Can some one please explain how “encoding[:, :self.z_dim], encoding[:, self.z_dim:].exp()” calculate the means and stddevs of Encoder output? My understanding is encoding has the shape of (batch size, output_channels = 32).
At a high level, the mean and stddev values are learned by training the model - by repeatedly looking at the losses and doing backprop.
As far as the specific values returned by the encoder’s forward method:
If you look at the last line of the Sequential model for the encoder, notice that it actually outputs output_chan * 2 values for each item in the batch:
This is because we want two values per output channel: the mean and the stddev. The first z_dim values of encoding[] are for the mean, and the second z_dim are for the stddev, or actually the (natural) log of the stddev.
The reason you see the .exp() for the second value returned by forward is to convert the log value from encoding into the stddev we want to return. The convenient thing about learning the log value in the neural network is that then any real value is valid, so we can legitimately have negative values. Then we take .exp() in the forward method to convert to stddev, which ensures it is always positive, as it should be.

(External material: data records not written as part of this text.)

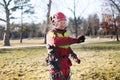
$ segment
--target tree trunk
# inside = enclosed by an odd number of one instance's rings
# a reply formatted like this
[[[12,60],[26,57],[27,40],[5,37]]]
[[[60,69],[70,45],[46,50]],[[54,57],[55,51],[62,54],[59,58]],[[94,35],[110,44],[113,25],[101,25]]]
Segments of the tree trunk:
[[[74,11],[73,11],[73,14],[74,14],[74,25],[75,25],[75,37],[78,36],[78,31],[77,31],[77,28],[78,28],[78,25],[77,25],[77,19],[76,19],[76,3],[75,3],[75,0],[74,0]]]
[[[10,18],[9,18],[9,9],[7,5],[5,7],[5,11],[6,11],[7,22],[6,22],[6,27],[4,31],[3,41],[4,41],[4,46],[10,46]]]
[[[20,33],[20,43],[23,42],[23,35],[22,35],[22,32]]]
[[[48,32],[48,25],[49,25],[49,18],[50,18],[50,11],[51,11],[51,4],[52,4],[52,0],[49,0],[49,3],[47,4],[48,6],[48,12],[47,12],[47,27],[46,27],[46,30],[45,30],[45,40],[44,40],[44,43],[46,43],[46,34]]]
[[[9,31],[5,31],[4,32],[4,37],[3,37],[3,41],[4,41],[4,46],[10,46],[10,41],[9,41]]]
[[[116,26],[116,21],[115,21],[115,35],[116,35],[116,39],[117,39],[117,41],[119,41],[119,34],[118,34],[118,28],[117,28],[117,26]]]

Thanks a lot, Wendy. Treating the stddev as log values makes sense.
And yep, the encode output have output_chan *2. So regarding the training and learning, I’m still fuzzy about how the networks learn the first 32 channels to be mean and the second 32 variances… but conceptually, my understanding is: it learns that we make normal distributions with these values where we sample z (using rsample) as backprop goes through this distribution and sampling process? Am I close?
I have no idea how that’s learned mathematically, but I am assuming that the networks understands we use the first 32 as mean and second 32 as stddev in normal distributions…
The general idea for how it learns the stddev and mean values is much like it works for other models. The network doesn’t really know about the math of stddev or means, just as an animal classification model doesn’t have any inherent knowledge about dogs or cats. It’s all about how we calculate loss to estimate how close the network is to the correct answer and then the backprop to get us closer and closer to the answer we want as we loop through the training. For VAE there are some adaptations to come up with functions that are viable for backprop, as explained in the assignment, but the general point is that these models learn in basically the same way as any other model.